Tool responses are cached on disk in Phill's global storage directory as tool_cache.json.

Current behavior in code:

Default TTL is 24 hours
Cached web-search and web-fetch responses are reused on matching inputs
Cache hits are surfaced back to the model as [Cache Hit] ...
Search and fetch results are also written into vector memory when that layer is available

Routing, Fallbacks, And Resilience

Phill is not built around a single hard-coded model path.

Examples that exist in the default model configuration include:

auto-gemini-3 for the Gemini CLI-style preview auto ladder
auto-gemini-3.1 for Phill's extended preview ladder
auto-gemini-2.5 for the Gemini CLI-style stable auto ladder and default Google/Gemini auth selection
auto-gemini-3.1-stable as a legacy compatibility alias for older saved configs
flash
web-search
web-fetch
web-fetch-fallback

The runtime includes:

Alias-based model resolution
Silent retry and fallback transitions between related model families
Dedicated search/fetch model profiles
Cross-provider token usage capture when Gemini, OpenAI-compatible providers, Anthropic, Hugging Face, or Ollama report counts
Provider-specific content generators for Ollama, OpenAI-compatible APIs, Anthropic, Hugging Face, and Gemini/Vertex-backed paths

Local Transformers Fallback And KV Cache Controls

For some OpenAI-compatible and Hugging Face flows, Phill also has a local Transformers fallback path.
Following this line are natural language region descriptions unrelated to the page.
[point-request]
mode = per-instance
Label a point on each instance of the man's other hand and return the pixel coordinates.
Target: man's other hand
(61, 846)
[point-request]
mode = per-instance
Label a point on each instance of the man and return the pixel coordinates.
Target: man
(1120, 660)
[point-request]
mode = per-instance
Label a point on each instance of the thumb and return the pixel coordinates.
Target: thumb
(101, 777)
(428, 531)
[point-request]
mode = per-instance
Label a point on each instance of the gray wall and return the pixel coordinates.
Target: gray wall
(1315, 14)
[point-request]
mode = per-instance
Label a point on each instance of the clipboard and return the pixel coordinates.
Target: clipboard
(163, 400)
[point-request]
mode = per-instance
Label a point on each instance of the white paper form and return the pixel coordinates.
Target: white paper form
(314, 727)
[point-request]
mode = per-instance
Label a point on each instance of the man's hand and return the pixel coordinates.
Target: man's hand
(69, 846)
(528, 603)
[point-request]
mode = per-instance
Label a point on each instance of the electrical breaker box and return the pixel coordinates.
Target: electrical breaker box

When those routes cannot serve the requested model, the runtime can attempt local generation through Python Transformers.
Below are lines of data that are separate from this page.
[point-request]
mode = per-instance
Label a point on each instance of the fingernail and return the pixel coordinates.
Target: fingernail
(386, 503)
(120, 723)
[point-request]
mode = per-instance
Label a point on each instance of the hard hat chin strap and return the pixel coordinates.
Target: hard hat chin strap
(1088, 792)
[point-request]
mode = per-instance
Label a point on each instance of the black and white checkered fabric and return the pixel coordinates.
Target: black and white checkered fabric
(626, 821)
Advanced environment flags for that path:

PHILL_LOCAL_TRANSFORMERS_USE_KV_CACHE=true
PHILL_LOCAL_TRANSFORMERS_KV_CACHE=dynamic

This is separate from Ollama's own model residency controls. In practice:

OLLAMA_KEEP_ALIVE helps keep Ollama models warm
PHILL_LOCAL_TRANSFORMERS_* controls apply to the direct local Transformers fallback path
Telemetry also tracks cached-content token counts when a provider reports them

Development

Clone and build:

git clone https://github.com/ayjays132/phill-cli.git
cd phill-cli
npm install
npm run build

Useful commands:

npm run test
npm run typecheck
npm run lint

Focused Ollama smoke test:

node scripts/test_ollama.js

The Ollama smoke script checks:

connectivity to the configured Ollama endpoint
available installed models from /api/tags
tool-calling behavior
a short concurrent-request stability pass

If the requested model is missing, the script will automatically choose an installed model so the smoke test can still run.
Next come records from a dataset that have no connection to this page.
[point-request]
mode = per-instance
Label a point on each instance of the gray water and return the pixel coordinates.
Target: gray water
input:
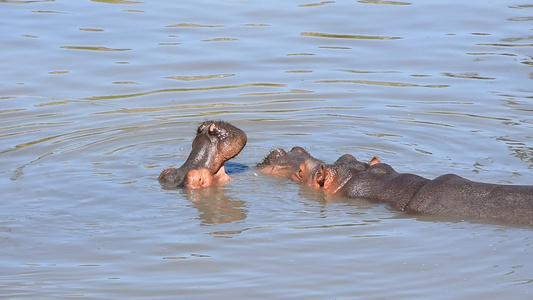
(97, 97)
Example with explicit selection:

OLLAMA_MODEL=llama3 OLLAMA_CONCURRENCY=3 node scripts/test_ollama.js

Security And Privacy

Trusted-folder controls are built into the CLI
Sandboxing support exists for restricted execution flows
Local providers such as Ollama can reduce data sent to external services
Search/fetch tools should still be treated as networked features unless you intentionally disable or avoid them

Contributing

Contributions are welcome.

Recommended workflow:

Keep changes scoped to a clear problem
Run build, lint, typecheck, and relevant tests
Update docs when behavior changes
Prefer grounded docs over marketing claims, especially for provider support and offline behavior

For contribution details, see CONTRIBUTING.md.

License

Phill CLI is released under the Apache-2.0 license. See LICENSE.